Roberto condujo la ocupación del edificio y fue fundador de El Centro de la Raza, con la ayuda de cuatro comunidades minoritarias en Seattle. Fue un visionario al igual que ella y juntos trabajaron para construir la unidad multirracial en el centro comunitario. “Ellos realmente son héroes y modelos a seguir en nuestra comunidad. Trabajaron juntos estrechamente, junto con muchas otras personas en la construcción de una organización maravillosa “, dijo Miguel Maestas, administrador asociado de El Centro y el sobrino de Roberto.

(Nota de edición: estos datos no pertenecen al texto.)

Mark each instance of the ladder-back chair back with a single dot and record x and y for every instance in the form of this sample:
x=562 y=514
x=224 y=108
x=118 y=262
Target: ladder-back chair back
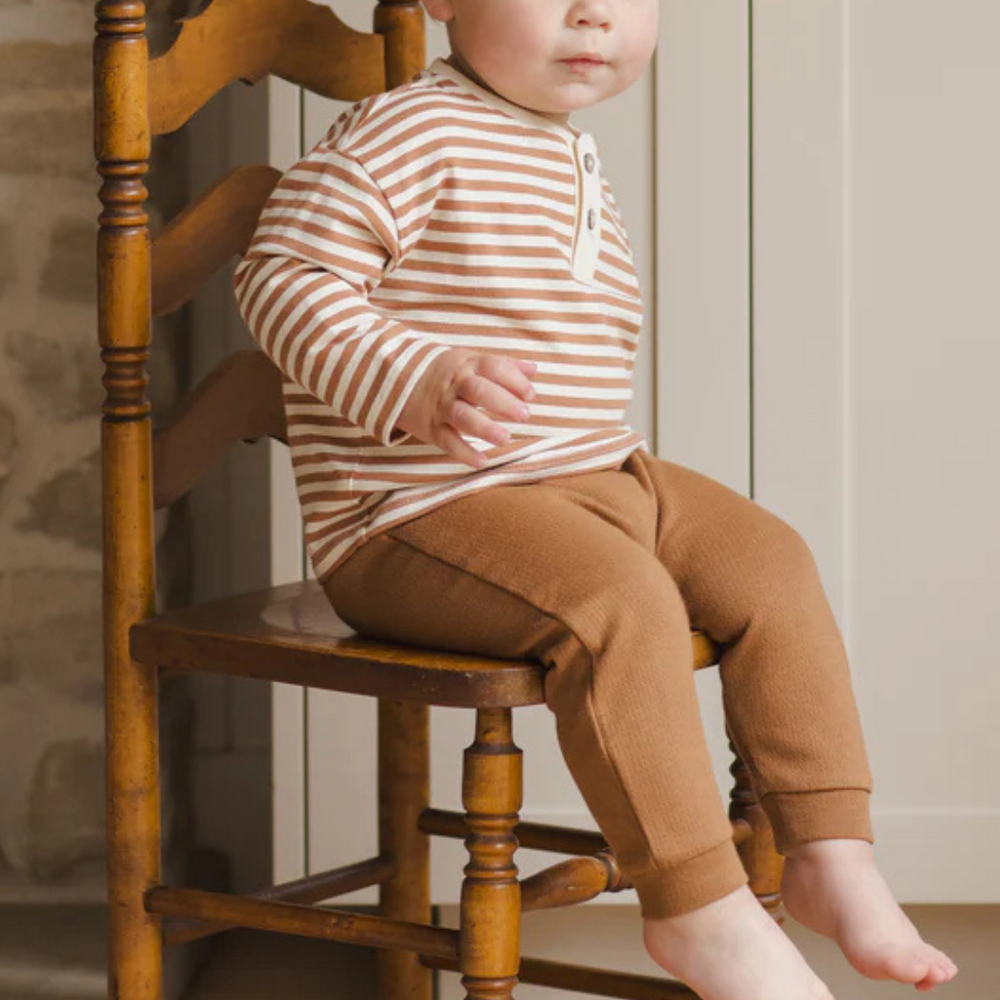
x=290 y=633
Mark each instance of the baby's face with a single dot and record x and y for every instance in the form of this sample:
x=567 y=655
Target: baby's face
x=520 y=48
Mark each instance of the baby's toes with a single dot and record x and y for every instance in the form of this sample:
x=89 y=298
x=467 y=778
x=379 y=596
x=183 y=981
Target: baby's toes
x=902 y=962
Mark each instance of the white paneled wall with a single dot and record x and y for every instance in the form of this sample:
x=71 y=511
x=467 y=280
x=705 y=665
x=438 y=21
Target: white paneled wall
x=813 y=208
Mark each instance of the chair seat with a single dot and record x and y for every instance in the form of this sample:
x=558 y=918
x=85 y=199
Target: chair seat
x=292 y=634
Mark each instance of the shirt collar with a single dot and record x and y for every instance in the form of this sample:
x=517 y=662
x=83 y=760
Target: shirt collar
x=440 y=68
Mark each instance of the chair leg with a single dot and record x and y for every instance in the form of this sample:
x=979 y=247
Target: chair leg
x=135 y=940
x=489 y=947
x=763 y=863
x=403 y=793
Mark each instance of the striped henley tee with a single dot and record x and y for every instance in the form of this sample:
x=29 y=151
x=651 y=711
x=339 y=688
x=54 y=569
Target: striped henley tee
x=432 y=216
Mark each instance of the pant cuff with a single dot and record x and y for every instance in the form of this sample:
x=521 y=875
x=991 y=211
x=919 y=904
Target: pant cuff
x=690 y=884
x=799 y=817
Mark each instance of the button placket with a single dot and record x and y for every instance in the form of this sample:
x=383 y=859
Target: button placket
x=589 y=197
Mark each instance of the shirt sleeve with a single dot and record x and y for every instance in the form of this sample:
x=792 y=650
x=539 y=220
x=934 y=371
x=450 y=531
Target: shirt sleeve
x=323 y=241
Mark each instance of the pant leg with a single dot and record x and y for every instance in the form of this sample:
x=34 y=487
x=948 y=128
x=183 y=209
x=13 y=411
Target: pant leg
x=563 y=571
x=751 y=583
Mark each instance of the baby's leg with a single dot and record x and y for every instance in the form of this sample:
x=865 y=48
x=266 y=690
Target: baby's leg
x=557 y=573
x=750 y=581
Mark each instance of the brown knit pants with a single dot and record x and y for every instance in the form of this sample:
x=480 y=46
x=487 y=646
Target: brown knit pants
x=600 y=576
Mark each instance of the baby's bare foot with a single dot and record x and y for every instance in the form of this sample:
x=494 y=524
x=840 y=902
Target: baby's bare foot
x=834 y=888
x=732 y=950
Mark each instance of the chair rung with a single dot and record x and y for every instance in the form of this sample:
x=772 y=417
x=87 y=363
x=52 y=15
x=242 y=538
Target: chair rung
x=311 y=889
x=585 y=979
x=306 y=921
x=541 y=836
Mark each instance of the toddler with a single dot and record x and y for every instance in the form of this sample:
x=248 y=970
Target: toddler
x=447 y=286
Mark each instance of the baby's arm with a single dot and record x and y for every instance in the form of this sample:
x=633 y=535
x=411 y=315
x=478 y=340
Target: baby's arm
x=323 y=241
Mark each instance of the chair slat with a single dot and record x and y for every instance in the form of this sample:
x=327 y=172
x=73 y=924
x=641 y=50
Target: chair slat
x=239 y=400
x=302 y=42
x=211 y=230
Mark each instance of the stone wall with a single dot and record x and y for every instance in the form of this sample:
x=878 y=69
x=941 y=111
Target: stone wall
x=51 y=674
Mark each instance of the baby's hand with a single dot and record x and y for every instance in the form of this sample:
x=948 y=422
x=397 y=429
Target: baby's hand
x=444 y=401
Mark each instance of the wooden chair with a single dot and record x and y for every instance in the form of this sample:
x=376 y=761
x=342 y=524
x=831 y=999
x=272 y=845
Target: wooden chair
x=290 y=633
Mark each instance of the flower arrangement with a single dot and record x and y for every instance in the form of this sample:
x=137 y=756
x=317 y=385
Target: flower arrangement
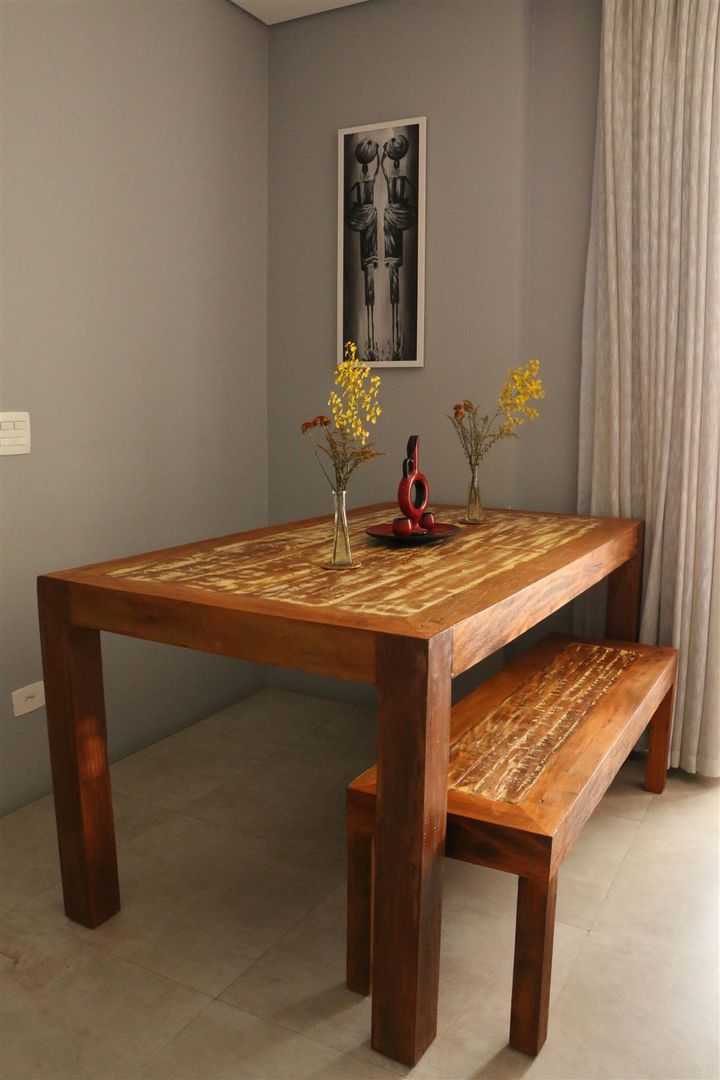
x=354 y=406
x=344 y=444
x=477 y=434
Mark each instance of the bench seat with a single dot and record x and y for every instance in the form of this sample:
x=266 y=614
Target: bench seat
x=532 y=752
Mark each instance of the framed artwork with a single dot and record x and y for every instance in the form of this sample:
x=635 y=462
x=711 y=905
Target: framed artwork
x=381 y=241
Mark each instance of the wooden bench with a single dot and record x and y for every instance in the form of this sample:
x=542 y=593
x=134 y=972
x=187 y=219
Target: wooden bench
x=532 y=752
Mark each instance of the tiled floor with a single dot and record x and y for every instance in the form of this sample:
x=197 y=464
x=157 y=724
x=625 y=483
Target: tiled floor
x=227 y=959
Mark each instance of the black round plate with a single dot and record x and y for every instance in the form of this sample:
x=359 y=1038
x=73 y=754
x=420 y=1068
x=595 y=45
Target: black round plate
x=385 y=534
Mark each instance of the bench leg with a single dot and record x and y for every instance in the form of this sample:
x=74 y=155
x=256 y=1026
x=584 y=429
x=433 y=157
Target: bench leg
x=361 y=858
x=533 y=963
x=659 y=746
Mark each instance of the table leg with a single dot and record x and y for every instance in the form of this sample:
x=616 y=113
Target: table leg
x=624 y=593
x=72 y=670
x=413 y=682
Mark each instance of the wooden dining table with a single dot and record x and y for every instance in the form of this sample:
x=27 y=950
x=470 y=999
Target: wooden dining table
x=406 y=619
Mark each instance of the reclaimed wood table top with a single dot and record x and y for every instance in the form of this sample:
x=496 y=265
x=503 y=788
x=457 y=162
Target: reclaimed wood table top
x=406 y=619
x=417 y=592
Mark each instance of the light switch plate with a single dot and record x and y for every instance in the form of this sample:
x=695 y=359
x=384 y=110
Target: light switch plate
x=28 y=698
x=14 y=433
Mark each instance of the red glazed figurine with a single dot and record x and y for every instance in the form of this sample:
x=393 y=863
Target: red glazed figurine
x=412 y=496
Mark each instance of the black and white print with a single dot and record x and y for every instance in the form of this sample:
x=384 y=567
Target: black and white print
x=381 y=224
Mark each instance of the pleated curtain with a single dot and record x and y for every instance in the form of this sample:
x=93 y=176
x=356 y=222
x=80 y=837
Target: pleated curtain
x=650 y=400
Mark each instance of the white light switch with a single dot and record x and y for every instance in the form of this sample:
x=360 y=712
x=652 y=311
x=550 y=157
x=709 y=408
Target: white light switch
x=28 y=698
x=14 y=433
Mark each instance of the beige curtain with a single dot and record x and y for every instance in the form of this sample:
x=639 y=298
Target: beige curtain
x=650 y=404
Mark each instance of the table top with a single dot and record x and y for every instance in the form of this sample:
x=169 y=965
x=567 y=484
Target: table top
x=415 y=591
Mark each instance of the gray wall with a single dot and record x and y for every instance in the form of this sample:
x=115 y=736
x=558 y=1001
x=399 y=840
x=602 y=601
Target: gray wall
x=135 y=284
x=134 y=325
x=508 y=88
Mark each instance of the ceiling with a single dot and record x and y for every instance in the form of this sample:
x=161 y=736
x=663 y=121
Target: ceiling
x=281 y=11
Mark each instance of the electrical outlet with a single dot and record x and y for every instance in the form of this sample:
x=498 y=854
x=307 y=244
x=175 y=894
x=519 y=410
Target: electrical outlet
x=28 y=698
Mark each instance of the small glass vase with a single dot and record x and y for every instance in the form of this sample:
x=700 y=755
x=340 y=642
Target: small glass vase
x=341 y=554
x=474 y=512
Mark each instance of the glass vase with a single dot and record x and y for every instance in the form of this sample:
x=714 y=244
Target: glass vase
x=474 y=512
x=341 y=554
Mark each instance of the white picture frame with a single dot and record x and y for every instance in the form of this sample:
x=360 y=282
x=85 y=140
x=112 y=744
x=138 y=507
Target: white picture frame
x=381 y=241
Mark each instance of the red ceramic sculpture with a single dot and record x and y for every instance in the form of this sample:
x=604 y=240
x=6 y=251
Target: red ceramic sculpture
x=412 y=496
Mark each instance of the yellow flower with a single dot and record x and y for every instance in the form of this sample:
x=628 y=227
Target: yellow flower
x=477 y=434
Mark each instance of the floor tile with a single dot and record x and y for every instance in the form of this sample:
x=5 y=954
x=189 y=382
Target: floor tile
x=296 y=797
x=688 y=805
x=633 y=1011
x=71 y=1011
x=28 y=844
x=231 y=848
x=200 y=902
x=227 y=1043
x=665 y=891
x=300 y=982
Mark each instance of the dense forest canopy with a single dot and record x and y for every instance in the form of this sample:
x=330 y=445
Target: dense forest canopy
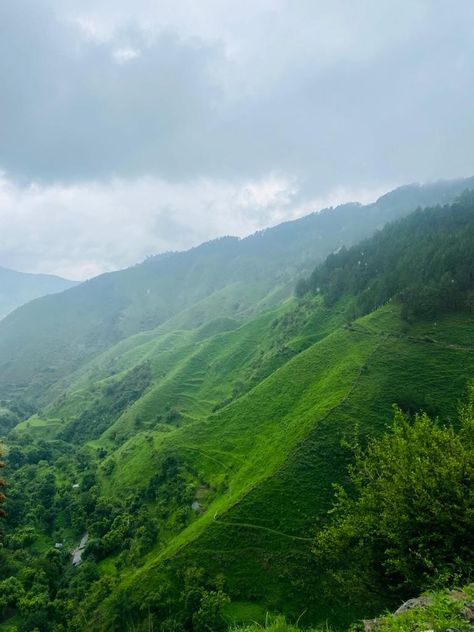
x=190 y=469
x=425 y=261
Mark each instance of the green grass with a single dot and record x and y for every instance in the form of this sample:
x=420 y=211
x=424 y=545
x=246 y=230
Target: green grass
x=273 y=455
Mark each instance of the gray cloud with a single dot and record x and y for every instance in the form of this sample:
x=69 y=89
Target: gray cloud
x=106 y=102
x=320 y=90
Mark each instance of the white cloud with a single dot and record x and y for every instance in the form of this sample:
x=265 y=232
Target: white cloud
x=83 y=229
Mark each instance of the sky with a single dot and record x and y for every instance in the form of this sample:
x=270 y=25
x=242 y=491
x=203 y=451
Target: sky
x=132 y=128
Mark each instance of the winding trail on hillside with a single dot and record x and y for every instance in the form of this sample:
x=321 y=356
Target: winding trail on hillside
x=362 y=369
x=413 y=339
x=262 y=528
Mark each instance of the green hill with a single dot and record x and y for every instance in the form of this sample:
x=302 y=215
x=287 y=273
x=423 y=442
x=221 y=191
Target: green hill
x=44 y=342
x=200 y=457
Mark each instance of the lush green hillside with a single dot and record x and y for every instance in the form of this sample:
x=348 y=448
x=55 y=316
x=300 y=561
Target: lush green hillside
x=18 y=288
x=46 y=341
x=201 y=460
x=424 y=261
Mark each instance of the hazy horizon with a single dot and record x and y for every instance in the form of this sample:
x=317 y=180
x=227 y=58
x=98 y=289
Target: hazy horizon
x=134 y=130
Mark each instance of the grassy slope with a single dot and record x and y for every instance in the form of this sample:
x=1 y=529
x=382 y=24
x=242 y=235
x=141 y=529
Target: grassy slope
x=43 y=343
x=271 y=457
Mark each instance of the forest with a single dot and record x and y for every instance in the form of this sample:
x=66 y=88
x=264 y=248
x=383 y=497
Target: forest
x=307 y=466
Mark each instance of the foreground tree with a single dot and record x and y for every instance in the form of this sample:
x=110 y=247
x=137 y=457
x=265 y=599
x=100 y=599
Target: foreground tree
x=406 y=521
x=2 y=483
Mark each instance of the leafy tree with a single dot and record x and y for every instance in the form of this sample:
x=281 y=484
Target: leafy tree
x=406 y=521
x=2 y=484
x=424 y=261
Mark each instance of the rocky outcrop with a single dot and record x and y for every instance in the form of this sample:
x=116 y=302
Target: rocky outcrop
x=466 y=611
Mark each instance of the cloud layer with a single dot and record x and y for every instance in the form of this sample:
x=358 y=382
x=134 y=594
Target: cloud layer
x=143 y=107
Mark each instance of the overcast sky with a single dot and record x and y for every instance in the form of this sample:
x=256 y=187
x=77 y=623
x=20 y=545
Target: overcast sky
x=128 y=128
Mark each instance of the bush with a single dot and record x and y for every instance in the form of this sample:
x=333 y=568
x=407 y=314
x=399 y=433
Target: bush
x=406 y=522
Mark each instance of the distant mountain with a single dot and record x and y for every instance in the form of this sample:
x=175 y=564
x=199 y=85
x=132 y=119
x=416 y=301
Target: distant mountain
x=45 y=341
x=206 y=457
x=18 y=288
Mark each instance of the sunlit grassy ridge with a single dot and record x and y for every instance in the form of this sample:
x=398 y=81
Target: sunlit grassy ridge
x=269 y=458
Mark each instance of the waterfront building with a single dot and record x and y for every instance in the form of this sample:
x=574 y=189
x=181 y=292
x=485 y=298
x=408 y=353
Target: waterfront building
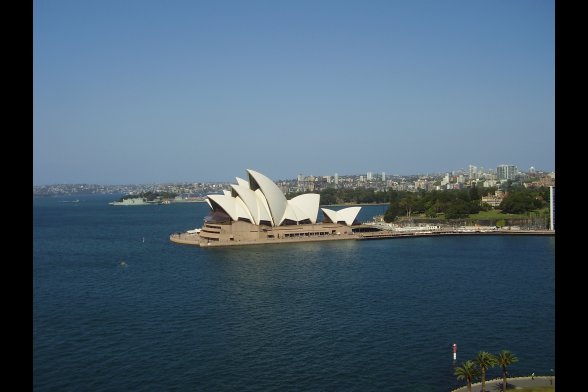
x=552 y=208
x=257 y=211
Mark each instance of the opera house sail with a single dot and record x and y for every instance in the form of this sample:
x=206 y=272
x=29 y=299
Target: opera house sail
x=256 y=211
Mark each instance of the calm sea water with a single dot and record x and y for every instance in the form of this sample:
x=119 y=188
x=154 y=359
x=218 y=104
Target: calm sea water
x=117 y=307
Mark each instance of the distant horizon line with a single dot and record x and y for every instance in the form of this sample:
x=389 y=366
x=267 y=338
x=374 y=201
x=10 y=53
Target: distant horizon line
x=278 y=179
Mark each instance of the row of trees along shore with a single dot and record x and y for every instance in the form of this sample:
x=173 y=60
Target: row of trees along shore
x=475 y=369
x=443 y=205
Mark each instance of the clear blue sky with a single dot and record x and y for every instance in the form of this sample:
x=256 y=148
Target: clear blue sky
x=163 y=91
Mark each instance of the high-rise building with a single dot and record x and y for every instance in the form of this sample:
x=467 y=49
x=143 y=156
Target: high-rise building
x=551 y=208
x=473 y=172
x=506 y=172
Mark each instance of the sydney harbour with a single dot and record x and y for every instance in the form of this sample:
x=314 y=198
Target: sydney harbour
x=116 y=306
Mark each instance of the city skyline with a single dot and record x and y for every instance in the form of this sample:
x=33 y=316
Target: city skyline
x=472 y=171
x=170 y=92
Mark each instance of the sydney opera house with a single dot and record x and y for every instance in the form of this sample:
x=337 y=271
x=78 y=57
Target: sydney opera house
x=257 y=211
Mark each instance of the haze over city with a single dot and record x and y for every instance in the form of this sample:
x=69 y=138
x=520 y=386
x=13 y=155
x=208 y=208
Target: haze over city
x=146 y=91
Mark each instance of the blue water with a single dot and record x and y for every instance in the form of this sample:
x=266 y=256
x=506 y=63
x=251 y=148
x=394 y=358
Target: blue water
x=112 y=312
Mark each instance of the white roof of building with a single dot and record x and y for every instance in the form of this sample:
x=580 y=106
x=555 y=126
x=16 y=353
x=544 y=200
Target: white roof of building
x=260 y=199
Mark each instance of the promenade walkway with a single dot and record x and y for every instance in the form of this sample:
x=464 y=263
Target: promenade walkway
x=495 y=384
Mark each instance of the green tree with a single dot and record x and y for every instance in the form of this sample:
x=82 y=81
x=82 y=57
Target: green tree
x=485 y=361
x=468 y=372
x=504 y=359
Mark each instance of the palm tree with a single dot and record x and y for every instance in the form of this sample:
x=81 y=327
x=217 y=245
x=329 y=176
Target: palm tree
x=467 y=371
x=505 y=358
x=485 y=361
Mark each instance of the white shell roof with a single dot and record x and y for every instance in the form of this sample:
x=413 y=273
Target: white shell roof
x=260 y=199
x=276 y=200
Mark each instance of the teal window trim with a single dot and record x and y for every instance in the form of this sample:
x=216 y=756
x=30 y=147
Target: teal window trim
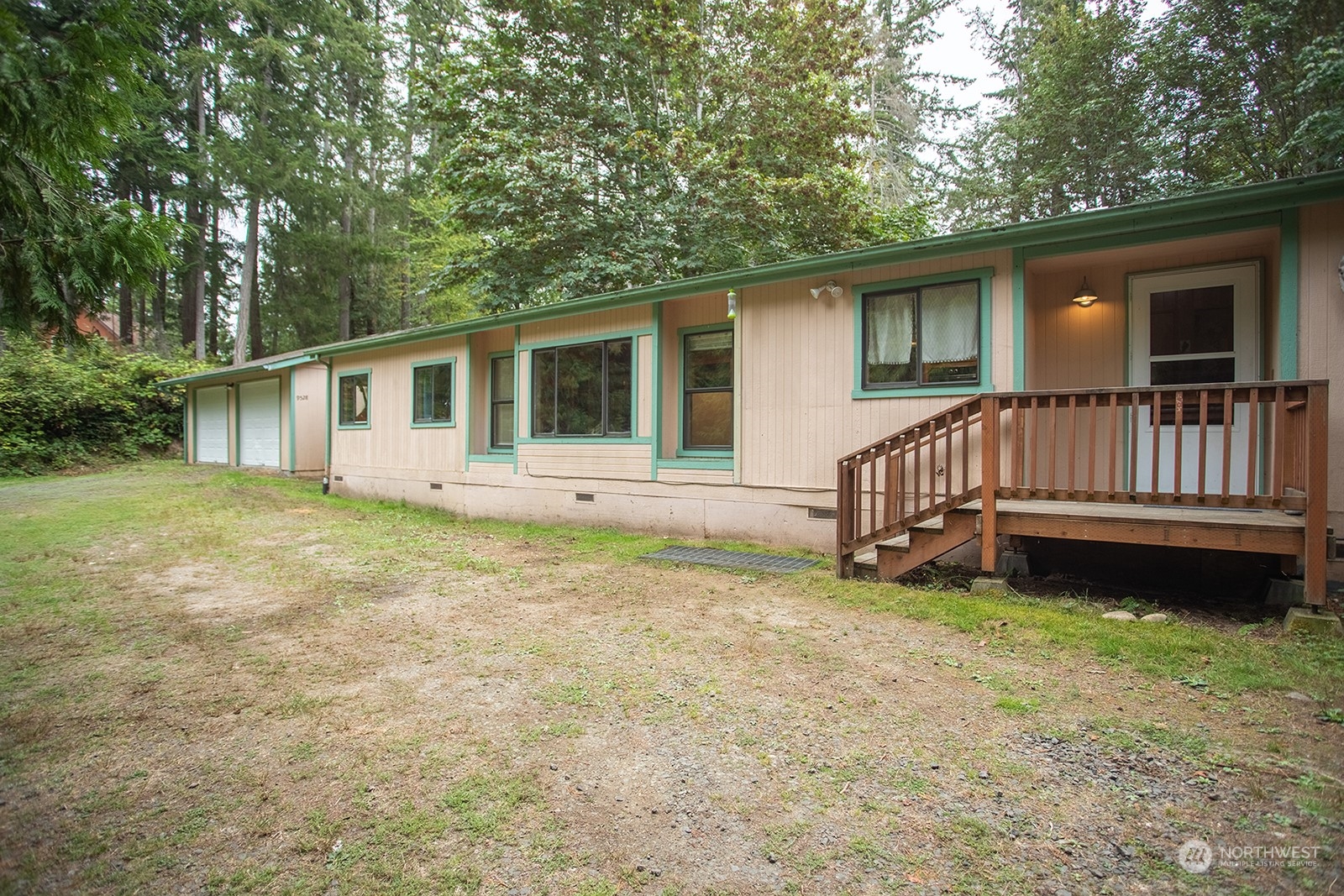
x=1288 y=295
x=467 y=392
x=490 y=406
x=725 y=327
x=369 y=398
x=584 y=439
x=492 y=458
x=656 y=419
x=450 y=362
x=517 y=360
x=985 y=362
x=696 y=464
x=585 y=340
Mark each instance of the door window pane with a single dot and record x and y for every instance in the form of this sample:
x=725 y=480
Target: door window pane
x=707 y=383
x=501 y=402
x=1191 y=322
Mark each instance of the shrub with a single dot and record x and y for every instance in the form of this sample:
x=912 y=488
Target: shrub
x=64 y=406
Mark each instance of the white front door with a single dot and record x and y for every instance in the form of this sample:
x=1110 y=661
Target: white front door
x=259 y=423
x=213 y=425
x=1189 y=327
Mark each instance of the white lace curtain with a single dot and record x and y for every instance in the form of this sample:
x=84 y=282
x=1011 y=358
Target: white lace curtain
x=949 y=327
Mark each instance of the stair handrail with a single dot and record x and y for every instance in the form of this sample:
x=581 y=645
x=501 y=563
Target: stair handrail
x=913 y=438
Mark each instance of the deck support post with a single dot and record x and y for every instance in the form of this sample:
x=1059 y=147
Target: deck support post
x=844 y=520
x=1317 y=495
x=988 y=484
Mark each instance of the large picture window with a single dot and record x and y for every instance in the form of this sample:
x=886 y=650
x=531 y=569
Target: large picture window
x=922 y=335
x=354 y=399
x=501 y=402
x=582 y=390
x=432 y=394
x=707 y=391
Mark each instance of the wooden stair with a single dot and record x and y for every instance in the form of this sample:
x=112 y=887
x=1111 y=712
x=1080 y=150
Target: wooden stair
x=925 y=542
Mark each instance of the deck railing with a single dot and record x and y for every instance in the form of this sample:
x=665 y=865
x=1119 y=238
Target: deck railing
x=1236 y=445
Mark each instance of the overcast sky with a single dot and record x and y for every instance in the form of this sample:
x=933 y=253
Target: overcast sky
x=961 y=53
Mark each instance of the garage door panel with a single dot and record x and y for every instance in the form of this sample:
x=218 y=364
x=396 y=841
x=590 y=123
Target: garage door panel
x=213 y=425
x=259 y=425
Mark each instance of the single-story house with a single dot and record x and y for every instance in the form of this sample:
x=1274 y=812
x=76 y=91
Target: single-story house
x=269 y=412
x=1153 y=374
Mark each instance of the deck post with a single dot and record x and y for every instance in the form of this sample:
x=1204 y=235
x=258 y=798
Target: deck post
x=1317 y=493
x=844 y=520
x=988 y=483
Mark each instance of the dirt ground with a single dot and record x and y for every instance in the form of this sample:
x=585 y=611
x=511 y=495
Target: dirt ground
x=488 y=714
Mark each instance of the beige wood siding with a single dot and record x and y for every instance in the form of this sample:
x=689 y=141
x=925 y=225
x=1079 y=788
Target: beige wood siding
x=1320 y=313
x=1072 y=347
x=620 y=320
x=797 y=374
x=391 y=443
x=589 y=459
x=309 y=419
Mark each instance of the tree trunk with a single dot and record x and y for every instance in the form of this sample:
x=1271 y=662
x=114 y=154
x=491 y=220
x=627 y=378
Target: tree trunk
x=347 y=214
x=160 y=307
x=213 y=335
x=245 y=282
x=257 y=347
x=125 y=315
x=202 y=219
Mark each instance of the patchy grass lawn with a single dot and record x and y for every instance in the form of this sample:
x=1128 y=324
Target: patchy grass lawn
x=230 y=684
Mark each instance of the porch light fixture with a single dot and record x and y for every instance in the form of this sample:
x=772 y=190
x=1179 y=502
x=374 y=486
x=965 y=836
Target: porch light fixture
x=830 y=286
x=1085 y=296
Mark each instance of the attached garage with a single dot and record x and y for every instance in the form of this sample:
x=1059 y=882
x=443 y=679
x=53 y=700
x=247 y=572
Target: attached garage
x=259 y=423
x=213 y=425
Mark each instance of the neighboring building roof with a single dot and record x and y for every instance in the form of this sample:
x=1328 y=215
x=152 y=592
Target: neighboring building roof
x=1220 y=204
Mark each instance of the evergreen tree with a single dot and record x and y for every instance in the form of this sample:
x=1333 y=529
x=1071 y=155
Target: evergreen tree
x=596 y=145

Ellos no estaban casados oficialmente hasta el 18 de septiembre de 2010. Estela quería posponerlo hasta más tarde, pero la pareja se casó a los efectos legales por parte de un juez. Roberto falleció 22 de septiembre 2010.

Aun así, la pareja había estado casada desde 1972 después de una hermosa boda indígena. Ella tenía dos hijas con él. Los primeros siete años juntos trabajaron como voluntarios, por lo que el dinero era escaso.

Hilda Magaña es el Director José Martí Child Development Center en El Centro. Ella vio a Roberto y Estela trabajar juntos para obtener recursos, cambiar las políticas, mejorar la sociedad, y desarrollar una voz para la comunidad latina.

A Estela le han pedido que se postule a un cargo público, pero ella dice que el mejor lugar para hacer su trabajo y hacer el cambio está en El Centro.

“Podría quedar atrapada en el asunto de dirigir una ciudad y no el asunto de desarrollar de una comunidad”, dijo Estela.